Blood samples will be collected from all patients and endoscopy samples will be taken from just those patients who end up with severe GI tract disorders.

For both cohorts, Kean said the team hopes to uncover gene expression signatures that can enable molecular diagnoses of these disorders, as well as identify targeted therapies to better treat the disorders.

There are already a number of targeted therapies available, Kean said, but it is currently difficult to determine who should receive which therapy. For instance, she said, there are known antibodies that target specific pathways, like the alpha 1 homing receptor pathway or the CCR5 chemokine receptor pathway. The goal of the study is that it will identify subsets of patients with active, targetable pathways.

Kean said the group chose to use both the Adaptive ImmunoSeq technology as well as 10x Genomics' single T-cell technology because they both had the potential to offer important insights. Based on her previous work with Adaptive, Kean said she realized the potential of that technology to do deep immune repertoire profiling. "That's been really impactful for understanding what pathways are disrupted," she said. However, "when you do bulk RNA-seq, one thing you have to contend with is the error of the mean. Because you have millions of cells, sometimes the signal is overwhelmed by the majority." The single-cell sequencing aspect will enable the researchers to look for T cells that may be critical, but only present at a low frequency.

Kean said she expected to finish enrollment for PREDICT in the next two to three years, with final results available about one year after that.

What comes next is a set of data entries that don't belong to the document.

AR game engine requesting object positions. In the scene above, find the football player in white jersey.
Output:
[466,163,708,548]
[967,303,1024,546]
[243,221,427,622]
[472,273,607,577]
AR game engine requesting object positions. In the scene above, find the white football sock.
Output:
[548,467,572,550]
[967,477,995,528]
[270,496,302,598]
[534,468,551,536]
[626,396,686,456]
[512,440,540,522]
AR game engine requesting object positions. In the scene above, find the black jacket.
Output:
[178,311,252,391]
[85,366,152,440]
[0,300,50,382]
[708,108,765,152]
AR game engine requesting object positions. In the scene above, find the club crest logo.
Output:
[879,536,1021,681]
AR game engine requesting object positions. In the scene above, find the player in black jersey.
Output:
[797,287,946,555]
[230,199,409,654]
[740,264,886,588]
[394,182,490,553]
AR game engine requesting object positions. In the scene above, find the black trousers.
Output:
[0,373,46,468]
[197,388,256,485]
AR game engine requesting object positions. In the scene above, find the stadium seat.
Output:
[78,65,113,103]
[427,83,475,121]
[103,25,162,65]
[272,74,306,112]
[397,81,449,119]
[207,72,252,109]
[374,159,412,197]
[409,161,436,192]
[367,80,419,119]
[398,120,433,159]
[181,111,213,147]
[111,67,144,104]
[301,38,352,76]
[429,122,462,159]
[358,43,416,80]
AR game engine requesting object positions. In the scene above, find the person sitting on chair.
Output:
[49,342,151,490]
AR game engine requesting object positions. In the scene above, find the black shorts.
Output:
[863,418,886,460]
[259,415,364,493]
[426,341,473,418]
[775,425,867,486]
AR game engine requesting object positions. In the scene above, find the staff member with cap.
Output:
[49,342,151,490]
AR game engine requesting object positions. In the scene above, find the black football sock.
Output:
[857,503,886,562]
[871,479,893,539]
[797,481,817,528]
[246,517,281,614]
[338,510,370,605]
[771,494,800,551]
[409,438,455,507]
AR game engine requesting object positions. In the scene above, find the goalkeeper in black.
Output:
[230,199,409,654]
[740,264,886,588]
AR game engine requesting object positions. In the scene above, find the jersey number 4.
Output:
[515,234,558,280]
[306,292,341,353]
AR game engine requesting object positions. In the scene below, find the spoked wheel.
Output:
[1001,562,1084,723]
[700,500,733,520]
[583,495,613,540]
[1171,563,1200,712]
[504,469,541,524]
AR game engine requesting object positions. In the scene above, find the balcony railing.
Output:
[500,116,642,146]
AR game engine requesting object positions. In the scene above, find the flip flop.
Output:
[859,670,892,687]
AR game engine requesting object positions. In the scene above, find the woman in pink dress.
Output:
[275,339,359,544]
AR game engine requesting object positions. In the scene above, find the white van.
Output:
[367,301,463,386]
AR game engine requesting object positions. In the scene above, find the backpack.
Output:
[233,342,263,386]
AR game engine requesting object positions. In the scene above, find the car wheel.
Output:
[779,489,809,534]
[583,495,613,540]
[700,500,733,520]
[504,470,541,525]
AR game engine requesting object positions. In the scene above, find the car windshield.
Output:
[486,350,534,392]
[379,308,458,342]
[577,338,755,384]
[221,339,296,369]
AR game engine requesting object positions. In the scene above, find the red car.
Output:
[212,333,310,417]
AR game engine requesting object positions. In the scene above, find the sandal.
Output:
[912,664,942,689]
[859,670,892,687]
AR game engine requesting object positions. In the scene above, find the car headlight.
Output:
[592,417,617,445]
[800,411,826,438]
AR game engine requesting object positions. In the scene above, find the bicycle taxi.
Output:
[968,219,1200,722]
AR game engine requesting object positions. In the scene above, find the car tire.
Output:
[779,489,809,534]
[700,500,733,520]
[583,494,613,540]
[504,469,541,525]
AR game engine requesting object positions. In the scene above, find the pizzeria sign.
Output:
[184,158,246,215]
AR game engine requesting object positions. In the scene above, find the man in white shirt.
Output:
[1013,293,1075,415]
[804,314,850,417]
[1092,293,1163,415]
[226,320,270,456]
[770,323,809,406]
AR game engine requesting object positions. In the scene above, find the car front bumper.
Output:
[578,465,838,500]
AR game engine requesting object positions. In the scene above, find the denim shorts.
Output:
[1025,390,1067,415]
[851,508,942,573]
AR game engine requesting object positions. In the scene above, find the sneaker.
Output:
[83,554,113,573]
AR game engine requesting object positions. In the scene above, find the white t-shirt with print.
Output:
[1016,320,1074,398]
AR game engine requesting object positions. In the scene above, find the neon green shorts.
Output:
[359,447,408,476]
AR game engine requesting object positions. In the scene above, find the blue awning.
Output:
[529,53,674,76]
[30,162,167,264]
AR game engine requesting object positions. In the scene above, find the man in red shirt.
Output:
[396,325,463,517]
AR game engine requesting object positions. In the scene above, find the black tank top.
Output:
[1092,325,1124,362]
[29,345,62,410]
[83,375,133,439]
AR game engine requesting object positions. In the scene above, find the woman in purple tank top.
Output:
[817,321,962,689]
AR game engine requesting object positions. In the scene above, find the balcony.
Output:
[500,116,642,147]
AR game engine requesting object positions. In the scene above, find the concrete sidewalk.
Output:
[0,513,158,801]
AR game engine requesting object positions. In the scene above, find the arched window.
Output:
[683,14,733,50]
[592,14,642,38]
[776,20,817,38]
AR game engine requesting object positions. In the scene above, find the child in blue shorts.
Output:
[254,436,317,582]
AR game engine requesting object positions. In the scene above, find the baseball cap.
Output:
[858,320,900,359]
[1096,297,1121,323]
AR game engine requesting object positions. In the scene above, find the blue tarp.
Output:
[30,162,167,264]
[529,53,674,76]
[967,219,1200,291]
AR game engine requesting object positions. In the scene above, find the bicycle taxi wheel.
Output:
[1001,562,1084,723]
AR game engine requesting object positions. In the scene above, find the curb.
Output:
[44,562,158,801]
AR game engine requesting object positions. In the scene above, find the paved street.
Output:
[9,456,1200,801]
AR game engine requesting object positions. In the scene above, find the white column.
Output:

Seattle Children's Hospital is providing the bulk of the funding for the trial, but the group also has some philanthropic support. Both Adapative and 10x Genomics have been providing significant support for their respective technologies, Kean said. In addition, she said she is applying for funding from the National Institutes of Health.

If this initial phase is successful, Kean said a second phase that aims to make treatment recommendations based on patients' TCR profiles could launch in around three years.